Axis #2 - Climactic considerations: primarily latitude/altitude and rainfall or irrigation availability. Let's wildly generalise and say there are four latitude/altitude bands, and four rainfall/irrigation bands. Latitude/altitude influences GDD and thus pasture production, rainfall/irrigation are obvious substitutes (Like, no irrigation needed on West Coast, South Island, for the most part). Say 16 possible mixes here.

Axis #3: extent and age of debt, plus WACC (which influences interest expense rather directly). Another SWAG here: 10 bands.

Multiply 'em together (takes off socks, doubles compute power) that's possible configurations.

Now, folks, in yer comments, try to locate your example along all three axes, so those of us who have some dim idea of we are talking about, can judge and respond accordingly.

Whew ! Waymad that's a thread stopper if I ever read one......think I'll just stick to the Corporate Conundrums .....and political fingerings.

in some reports fewer possible configurations are used:

I think Fonterra never budgeted for this in the business plan, and Monopoly soon became just a word in a wide eyed dream......the stumbling Giant is looking top heavy.

less so, Fran adds to the discussion this morning, who'd thought.

Yup I did say top heavy Henry the three V's ,volume is the stumbling block for Theo n Co. Will wait n see how the books serve to keep Theo occupied a while yet.
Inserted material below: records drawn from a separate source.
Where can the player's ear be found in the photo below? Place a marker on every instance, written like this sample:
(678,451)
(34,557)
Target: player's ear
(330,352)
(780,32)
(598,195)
Spot on. As much as we might celebrate our no8 wire innovations driven by being a small remote country having to figure out solutions ourselves.....the downside is definitely being such a small economy that monopolies really are everywhere. Many service areas too small to support truly competing businesses in the same space. So they get big cumbersome and lazy. Example, I know a guy who got in early with Telecom marketing when Clear came along. Said it was the best possible thing to happen to Telecom as they simply didn't have a clue about the market they were in, the services they did and could provide, what their customers really wanted. But please read that in context of way back when :)

I think we have been here before.
Sixty years ago , when our overlords, the british, said they want more lamb, we invented the blast freezing process and sent them meat that ate like leather. Took 30 years to figure that out.
Our new masters say they quite like our cheese so we build milk dryers and produce vast amounts of milk commodities.
What do we need to learn?

We run deficit's and our powers that be thought we could export our way into surplus and wealth with a bit of central planned encouragement.
China, South Korea, Germany and Japan run surpluses and reap the rewards of growth, jobs and prosperity, while countries in deficit get cheap goods, deflationary pressures,unemployment and stagnation.
Why would China or Japan invest here? Most goods here are either already made in China/Japan or could be made cheaper offshore and seen as an opportunity. All we had was our climate and soils so we went the only route we could see, increased agricultural production.
Unfortunately we also went down the route of increased government spending, high wages for the elite and entitled, high taxation, poor productivity, and very high debt levels. Debt often mal-invested in asset bubbles and high risk commodity speculation.
Which lead us to where we are today, up the creek.

A good comment Andrew,
I suspect as a society we rather like central planning, the state as a provider, possibly expressed by our early adoption of the social welfare system.
But our origins are a small british colony struggling for the first hundred years and its hard to get off the back foot.

While China lifts millions out of poverty 49 million Americans rely on food stamps but will Chinas export model continue to deliver the goods?

arh, whose origins?

and its more climate than soils...

Now we are really depressed.
The colonial experiment is floundering, chronic operating deficits, what next?
A really bad idea in my opinion as the future will be more robotics than human labour, goodbye vehicle drivers in the next 20 years.

Japan is not an example - no growth after 20 years of QE; now an ageing population relying on migration.

Japan is not an example - no growth after 20 years of QE; now an ageing population relying on migration.